Dat seksuele intimidatie een globale problematiek is, weet ook Plan International. In 2018 bracht de organisatie het rapport Unsafe in The City uit. In dat onderzoek werden duizenden meisjes en jonge vrouwen geïnterviewd in vijf grootsteden over de hele wereld: Delhi (India), Kampala (Oeganda), Lima (Peru), Madrid (Spanje) en Sydney (Australië).
Een aantal opvallende tendensen vielen daarbij op. Zo zijn volgens het onderzoek in alle vijf de steden ongewenste aanrakingen en catcalling (bv. nafluiten, naroepen, aanstaren op straat, red.) 'zo gebruikelijk dat meisjes ze als “gewoon, normaal”, beginnen te zien’.

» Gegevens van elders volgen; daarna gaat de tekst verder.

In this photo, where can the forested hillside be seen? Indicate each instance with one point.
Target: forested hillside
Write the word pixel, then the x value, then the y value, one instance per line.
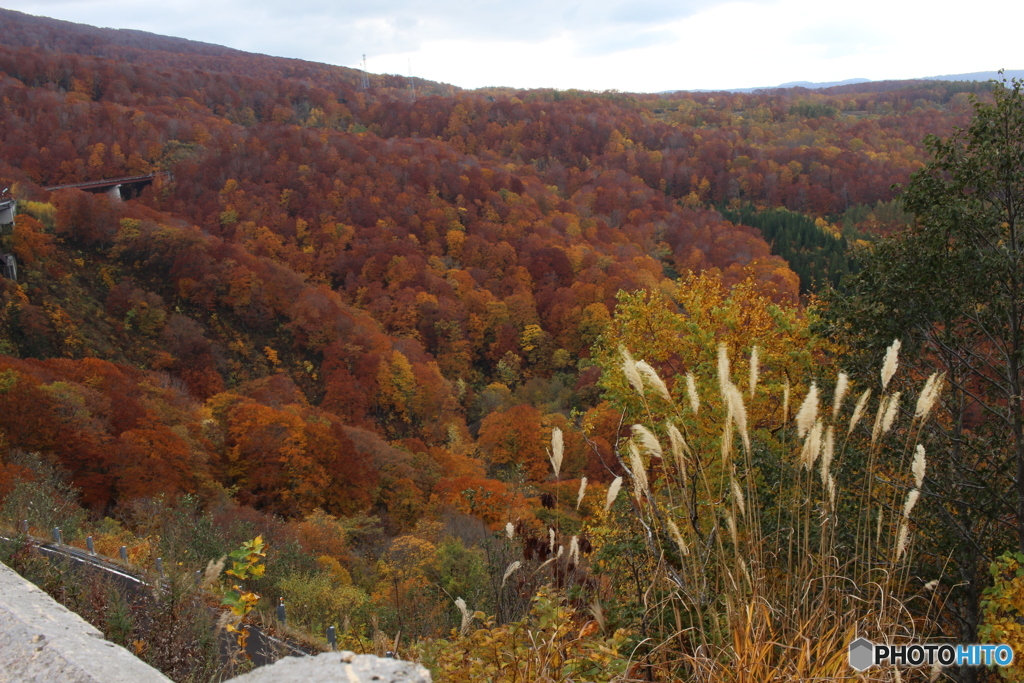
pixel 350 316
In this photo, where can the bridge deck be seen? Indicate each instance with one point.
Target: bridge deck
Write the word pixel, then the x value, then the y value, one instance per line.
pixel 105 182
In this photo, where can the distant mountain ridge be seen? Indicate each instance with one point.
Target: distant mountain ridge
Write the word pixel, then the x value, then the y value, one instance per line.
pixel 973 76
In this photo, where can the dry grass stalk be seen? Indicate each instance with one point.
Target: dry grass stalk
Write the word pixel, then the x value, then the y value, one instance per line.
pixel 877 429
pixel 891 409
pixel 639 472
pixel 826 455
pixel 557 451
pixel 691 392
pixel 509 570
pixel 212 571
pixel 679 449
pixel 582 492
pixel 902 537
pixel 737 496
pixel 630 370
pixel 891 363
pixel 723 368
pixel 808 412
pixel 755 363
pixel 920 463
pixel 684 550
pixel 842 385
pixel 929 394
pixel 812 446
pixel 785 401
pixel 738 412
pixel 858 411
pixel 466 616
pixel 654 380
pixel 613 488
pixel 730 522
pixel 911 500
pixel 647 440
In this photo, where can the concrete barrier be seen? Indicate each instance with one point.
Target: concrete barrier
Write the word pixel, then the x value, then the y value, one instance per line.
pixel 41 640
pixel 335 667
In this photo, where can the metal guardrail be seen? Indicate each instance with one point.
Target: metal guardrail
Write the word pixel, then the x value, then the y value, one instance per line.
pixel 104 182
pixel 58 549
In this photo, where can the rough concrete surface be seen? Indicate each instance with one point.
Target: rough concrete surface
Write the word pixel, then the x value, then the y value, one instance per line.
pixel 338 668
pixel 42 640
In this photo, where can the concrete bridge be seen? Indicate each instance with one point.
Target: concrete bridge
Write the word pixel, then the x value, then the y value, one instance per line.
pixel 118 188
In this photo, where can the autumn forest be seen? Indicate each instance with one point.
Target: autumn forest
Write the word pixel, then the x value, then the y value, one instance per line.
pixel 480 366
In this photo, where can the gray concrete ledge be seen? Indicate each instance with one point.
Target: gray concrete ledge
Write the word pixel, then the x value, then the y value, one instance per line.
pixel 42 640
pixel 338 667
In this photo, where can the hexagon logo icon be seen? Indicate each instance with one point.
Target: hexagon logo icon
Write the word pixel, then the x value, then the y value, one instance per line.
pixel 861 654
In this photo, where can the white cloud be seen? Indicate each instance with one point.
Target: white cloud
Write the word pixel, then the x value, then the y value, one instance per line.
pixel 602 44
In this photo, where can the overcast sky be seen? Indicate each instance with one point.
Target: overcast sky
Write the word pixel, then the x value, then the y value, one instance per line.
pixel 643 45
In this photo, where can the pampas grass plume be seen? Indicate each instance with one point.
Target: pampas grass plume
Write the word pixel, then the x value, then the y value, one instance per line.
pixel 877 429
pixel 691 392
pixel 737 496
pixel 891 409
pixel 858 411
pixel 842 384
pixel 826 455
pixel 920 463
pixel 557 451
pixel 679 447
pixel 929 394
pixel 901 539
pixel 812 446
pixel 647 440
pixel 616 483
pixel 723 367
pixel 653 380
pixel 808 412
pixel 466 619
pixel 738 412
pixel 891 363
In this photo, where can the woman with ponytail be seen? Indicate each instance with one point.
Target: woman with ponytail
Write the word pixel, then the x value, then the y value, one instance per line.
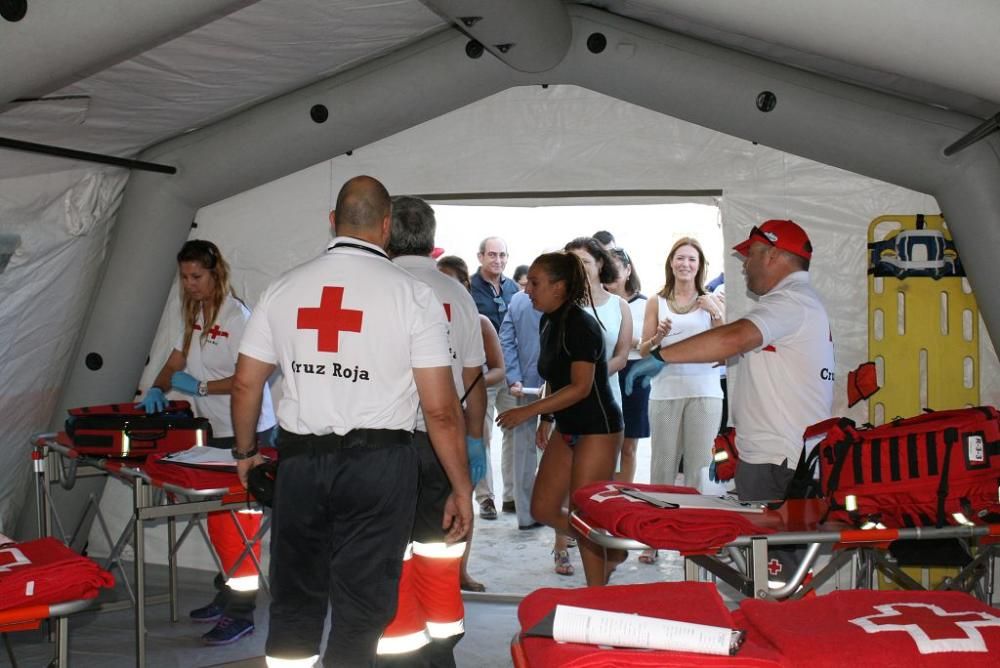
pixel 201 365
pixel 581 425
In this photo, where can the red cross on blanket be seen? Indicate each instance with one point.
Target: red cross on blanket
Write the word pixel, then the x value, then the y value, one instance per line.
pixel 878 628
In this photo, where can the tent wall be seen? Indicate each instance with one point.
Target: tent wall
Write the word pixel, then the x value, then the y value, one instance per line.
pixel 865 132
pixel 64 222
pixel 562 138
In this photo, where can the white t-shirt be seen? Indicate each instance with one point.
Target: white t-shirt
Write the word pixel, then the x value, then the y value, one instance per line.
pixel 785 385
pixel 465 336
pixel 347 329
pixel 609 314
pixel 684 381
pixel 215 359
pixel 637 306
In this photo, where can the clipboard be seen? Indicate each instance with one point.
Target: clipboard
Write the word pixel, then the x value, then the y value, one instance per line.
pixel 673 501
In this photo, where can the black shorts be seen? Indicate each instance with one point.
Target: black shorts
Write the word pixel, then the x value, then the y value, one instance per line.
pixel 635 406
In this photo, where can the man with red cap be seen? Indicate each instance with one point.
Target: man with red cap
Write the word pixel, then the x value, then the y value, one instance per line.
pixel 780 354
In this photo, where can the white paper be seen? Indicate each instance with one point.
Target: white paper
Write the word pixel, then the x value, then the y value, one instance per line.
pixel 617 629
pixel 203 456
pixel 695 501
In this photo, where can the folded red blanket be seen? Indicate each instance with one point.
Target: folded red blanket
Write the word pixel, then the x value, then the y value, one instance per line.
pixel 44 571
pixel 888 629
pixel 193 477
pixel 693 602
pixel 688 531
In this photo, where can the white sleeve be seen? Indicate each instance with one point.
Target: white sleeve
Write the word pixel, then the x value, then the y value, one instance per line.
pixel 257 341
pixel 429 330
pixel 776 316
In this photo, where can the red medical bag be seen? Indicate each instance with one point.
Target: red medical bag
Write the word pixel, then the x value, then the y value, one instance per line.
pixel 934 469
pixel 121 430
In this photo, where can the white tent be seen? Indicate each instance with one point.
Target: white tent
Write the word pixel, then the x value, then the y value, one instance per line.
pixel 281 101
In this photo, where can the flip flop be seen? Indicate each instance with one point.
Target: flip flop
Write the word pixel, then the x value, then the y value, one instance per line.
pixel 563 565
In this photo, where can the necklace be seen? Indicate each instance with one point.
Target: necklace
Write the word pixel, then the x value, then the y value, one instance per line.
pixel 681 310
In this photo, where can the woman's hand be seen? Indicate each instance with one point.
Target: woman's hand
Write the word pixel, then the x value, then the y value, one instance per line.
pixel 515 416
pixel 662 329
pixel 711 305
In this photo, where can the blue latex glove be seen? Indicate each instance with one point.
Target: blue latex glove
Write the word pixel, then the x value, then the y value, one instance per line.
pixel 184 382
pixel 154 401
pixel 642 372
pixel 477 458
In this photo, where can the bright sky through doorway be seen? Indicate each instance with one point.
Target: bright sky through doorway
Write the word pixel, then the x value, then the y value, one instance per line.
pixel 645 231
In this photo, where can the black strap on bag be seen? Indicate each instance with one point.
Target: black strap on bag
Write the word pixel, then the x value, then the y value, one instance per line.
pixel 950 438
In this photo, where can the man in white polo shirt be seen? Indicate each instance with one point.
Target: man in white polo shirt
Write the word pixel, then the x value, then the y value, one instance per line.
pixel 782 381
pixel 429 619
pixel 360 345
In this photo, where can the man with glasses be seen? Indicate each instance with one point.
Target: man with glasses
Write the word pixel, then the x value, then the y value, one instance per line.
pixel 492 292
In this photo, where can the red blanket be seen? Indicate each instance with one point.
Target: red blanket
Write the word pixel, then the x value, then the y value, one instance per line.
pixel 694 602
pixel 193 477
pixel 44 571
pixel 685 530
pixel 878 628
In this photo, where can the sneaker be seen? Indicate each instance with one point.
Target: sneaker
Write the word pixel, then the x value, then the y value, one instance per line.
pixel 228 630
pixel 487 510
pixel 206 613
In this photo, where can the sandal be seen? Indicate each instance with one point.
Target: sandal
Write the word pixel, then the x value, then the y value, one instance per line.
pixel 563 566
pixel 649 556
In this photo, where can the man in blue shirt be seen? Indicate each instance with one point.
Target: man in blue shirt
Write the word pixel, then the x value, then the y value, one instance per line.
pixel 520 341
pixel 492 292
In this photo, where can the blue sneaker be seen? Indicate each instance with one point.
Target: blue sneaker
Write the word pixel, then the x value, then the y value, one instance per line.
pixel 206 613
pixel 228 630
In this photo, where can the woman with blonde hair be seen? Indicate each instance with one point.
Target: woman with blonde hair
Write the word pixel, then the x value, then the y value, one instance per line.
pixel 201 365
pixel 685 400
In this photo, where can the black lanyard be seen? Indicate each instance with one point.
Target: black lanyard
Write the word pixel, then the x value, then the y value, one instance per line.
pixel 348 244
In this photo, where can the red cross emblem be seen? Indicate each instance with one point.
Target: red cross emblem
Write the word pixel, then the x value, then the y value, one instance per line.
pixel 216 332
pixel 932 628
pixel 330 319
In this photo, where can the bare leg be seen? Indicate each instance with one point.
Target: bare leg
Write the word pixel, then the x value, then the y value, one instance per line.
pixel 627 472
pixel 466 581
pixel 594 458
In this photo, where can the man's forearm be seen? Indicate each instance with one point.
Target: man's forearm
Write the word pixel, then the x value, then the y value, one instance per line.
pixel 714 345
pixel 447 437
pixel 245 408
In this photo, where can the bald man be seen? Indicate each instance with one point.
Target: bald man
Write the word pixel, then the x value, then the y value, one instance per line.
pixel 361 346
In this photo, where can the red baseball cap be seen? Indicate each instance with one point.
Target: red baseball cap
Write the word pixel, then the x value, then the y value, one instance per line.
pixel 783 234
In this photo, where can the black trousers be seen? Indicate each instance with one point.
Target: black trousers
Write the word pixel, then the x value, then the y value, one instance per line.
pixel 343 511
pixel 434 490
pixel 235 604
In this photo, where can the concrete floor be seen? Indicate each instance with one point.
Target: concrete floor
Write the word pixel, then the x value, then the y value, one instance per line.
pixel 510 562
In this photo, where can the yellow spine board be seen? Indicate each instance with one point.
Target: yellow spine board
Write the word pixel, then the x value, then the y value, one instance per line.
pixel 917 323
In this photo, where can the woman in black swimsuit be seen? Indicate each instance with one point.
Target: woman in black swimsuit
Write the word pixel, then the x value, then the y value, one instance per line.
pixel 584 445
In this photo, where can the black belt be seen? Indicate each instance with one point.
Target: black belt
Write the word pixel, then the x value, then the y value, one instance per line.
pixel 291 444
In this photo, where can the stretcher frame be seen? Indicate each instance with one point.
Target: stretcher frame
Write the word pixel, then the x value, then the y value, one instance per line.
pixel 30 617
pixel 195 503
pixel 863 549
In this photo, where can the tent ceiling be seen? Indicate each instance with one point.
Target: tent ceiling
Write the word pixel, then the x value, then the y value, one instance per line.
pixel 232 61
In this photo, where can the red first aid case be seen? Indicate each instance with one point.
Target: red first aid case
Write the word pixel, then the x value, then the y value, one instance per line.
pixel 121 430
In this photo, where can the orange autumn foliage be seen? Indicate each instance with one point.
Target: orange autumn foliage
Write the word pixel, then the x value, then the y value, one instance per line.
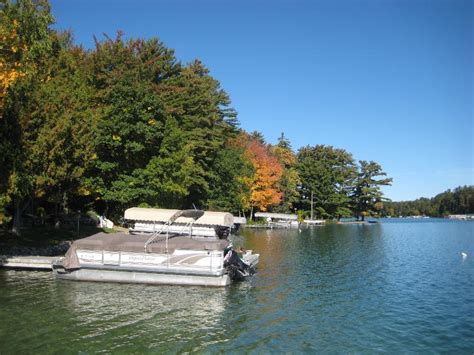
pixel 264 191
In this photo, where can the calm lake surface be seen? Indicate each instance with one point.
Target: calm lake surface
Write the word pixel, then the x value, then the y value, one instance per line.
pixel 396 286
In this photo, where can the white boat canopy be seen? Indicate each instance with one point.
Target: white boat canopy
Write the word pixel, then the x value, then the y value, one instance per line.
pixel 288 217
pixel 209 218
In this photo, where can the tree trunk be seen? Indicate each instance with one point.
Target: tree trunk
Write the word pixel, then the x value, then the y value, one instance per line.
pixel 16 218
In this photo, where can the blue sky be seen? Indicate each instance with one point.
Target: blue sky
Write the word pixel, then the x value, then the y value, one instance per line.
pixel 387 80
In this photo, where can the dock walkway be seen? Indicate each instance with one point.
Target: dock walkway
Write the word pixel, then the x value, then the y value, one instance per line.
pixel 28 262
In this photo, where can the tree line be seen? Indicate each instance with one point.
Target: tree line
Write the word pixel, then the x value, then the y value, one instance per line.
pixel 126 124
pixel 457 201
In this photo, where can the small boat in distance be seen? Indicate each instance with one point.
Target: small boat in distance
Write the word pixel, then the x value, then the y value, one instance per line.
pixel 179 247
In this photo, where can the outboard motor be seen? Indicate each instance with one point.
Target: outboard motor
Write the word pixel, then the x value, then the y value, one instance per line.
pixel 237 269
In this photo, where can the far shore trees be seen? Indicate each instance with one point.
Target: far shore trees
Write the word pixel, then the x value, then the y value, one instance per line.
pixel 126 124
pixel 366 197
pixel 327 175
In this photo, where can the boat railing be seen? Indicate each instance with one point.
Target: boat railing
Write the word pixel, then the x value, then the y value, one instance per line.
pixel 193 214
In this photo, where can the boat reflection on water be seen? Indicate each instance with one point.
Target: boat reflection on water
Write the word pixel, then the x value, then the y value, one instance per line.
pixel 117 314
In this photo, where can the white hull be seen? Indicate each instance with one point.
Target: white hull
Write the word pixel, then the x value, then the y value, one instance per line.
pixel 182 267
pixel 153 278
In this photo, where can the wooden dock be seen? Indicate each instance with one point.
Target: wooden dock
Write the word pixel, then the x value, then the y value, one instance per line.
pixel 28 262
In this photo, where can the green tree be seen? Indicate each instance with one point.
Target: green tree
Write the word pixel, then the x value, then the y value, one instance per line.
pixel 290 179
pixel 26 44
pixel 229 190
pixel 366 197
pixel 327 176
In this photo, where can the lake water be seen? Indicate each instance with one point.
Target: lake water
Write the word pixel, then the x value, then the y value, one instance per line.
pixel 396 286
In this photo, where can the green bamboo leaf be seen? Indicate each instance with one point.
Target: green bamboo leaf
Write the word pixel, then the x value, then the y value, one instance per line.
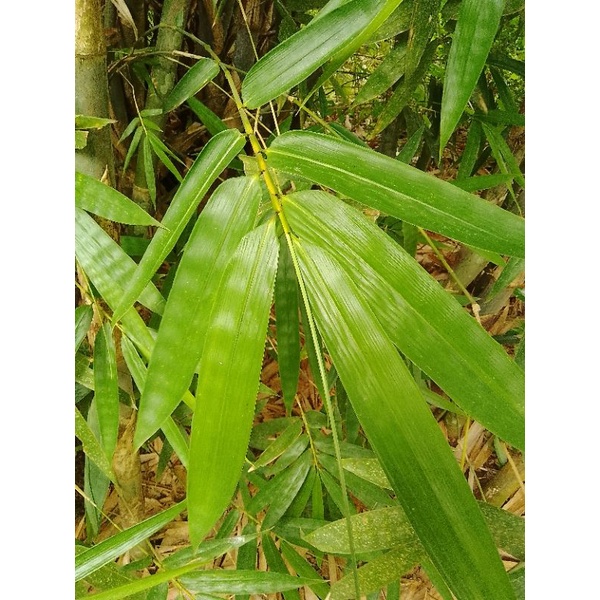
pixel 422 26
pixel 378 572
pixel 385 75
pixel 403 433
pixel 398 22
pixel 92 559
pixel 107 265
pixel 279 446
pixel 276 563
pixel 398 190
pixel 106 387
pixel 503 154
pixel 242 582
pixel 285 486
pixel 229 374
pixel 162 152
pixel 148 163
pixel 133 146
pixel 298 56
pixel 288 323
pixel 83 319
pixel 303 568
pixel 173 433
pixel 475 31
pixel 91 446
pixel 215 156
pixel 404 91
pixel 207 117
pixel 102 200
pixel 191 83
pixel 426 323
pixel 228 216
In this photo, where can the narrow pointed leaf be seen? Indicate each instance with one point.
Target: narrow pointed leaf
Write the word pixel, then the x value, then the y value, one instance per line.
pixel 107 265
pixel 475 31
pixel 91 446
pixel 104 552
pixel 404 434
pixel 425 322
pixel 279 446
pixel 228 380
pixel 384 76
pixel 102 200
pixel 242 582
pixel 107 388
pixel 398 190
pixel 378 572
pixel 288 323
pixel 83 319
pixel 300 55
pixel 191 83
pixel 227 217
pixel 138 370
pixel 215 156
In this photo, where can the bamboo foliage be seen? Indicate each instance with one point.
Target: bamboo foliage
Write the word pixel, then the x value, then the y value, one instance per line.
pixel 289 233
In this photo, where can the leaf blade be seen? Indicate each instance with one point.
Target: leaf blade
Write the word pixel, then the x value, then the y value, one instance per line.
pixel 399 190
pixel 215 156
pixel 404 434
pixel 229 371
pixel 475 31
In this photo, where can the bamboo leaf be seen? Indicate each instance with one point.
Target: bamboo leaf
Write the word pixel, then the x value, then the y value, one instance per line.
pixel 215 156
pixel 137 368
pixel 279 446
pixel 298 56
pixel 107 265
pixel 403 433
pixel 227 217
pixel 83 319
pixel 228 381
pixel 191 83
pixel 288 323
pixel 102 200
pixel 242 582
pixel 385 75
pixel 398 190
pixel 475 31
pixel 104 552
pixel 91 446
pixel 378 572
pixel 106 387
pixel 426 324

Met Safer Cities wil Plan International seksuele intimidatie helpen bestrijden. Het project werd ondertussen al in 16 steden wereldwijd opgezet. De organisatie werkt er nauw samen met lokale jongerengroepen, die zelf informatie doorspelen aan lokale autoriteiten.
Seksuele intimidatie in Vietnam
Een van de eerste steden waar Plan International een Safe Cities-project opstartte, in 2014, was de Vietnamese hoofdstad Hanoi.
Fysiek, seksueel en psychologisch geweld tegen vrouwen is ook in Vietnam een groot probleem. Uit een onderzoek van de Vietnamese overheid en de Verenigde Naties bleek dat 63% van de Vietnamese vrouwen er al mee geconfronteerd werd. Plan International wil helpen om een veilige en inclusieve omgeving te creëren voor meisjes en jonge vrouwen.
‘Mensen denken hier nog vaak dat dingen roepen naar meisjes of ze aanraken niet zo serieus is. Ze zien het als een grapje, iets wat niet van belang is.’
Thu Dao Thi Bao, de projectcoördinator van Plan International Vietnam, vond dat Vietnamezen dringend nood aan hadden aan meer juiste informatie over seksuele intimidatie. ‘Mensen denken hier nog vaak dat dingen roepen naar meisjes of hen aanraken niet zo serieus is. Ze zien het als een grapje, iets wat niet van belang is', vertelt ze aan de telefoon vanuit Vietnam.
Volgens Dao Thi Bao is het probleem diepgeworteld in de Vietnamese cultuur. ‘In Vietnam hebben we een bekende uitspraak: “Bloemen zijn er om te plukken en meisjes om te plagen.”’
Aangezien seksuele intimidatie vaak niet gezien wordt als een probleem grijpen de meeste omstaanders niet in. ‘Mensen die getuige zijn van seksuele intimidatie grijpen niet in omdat ze vinden dat het niet hun zaak is of omdat ze bang zijn voor de reactie. Maar vaak vinden ze het gewoon niet ernstig genoeg.’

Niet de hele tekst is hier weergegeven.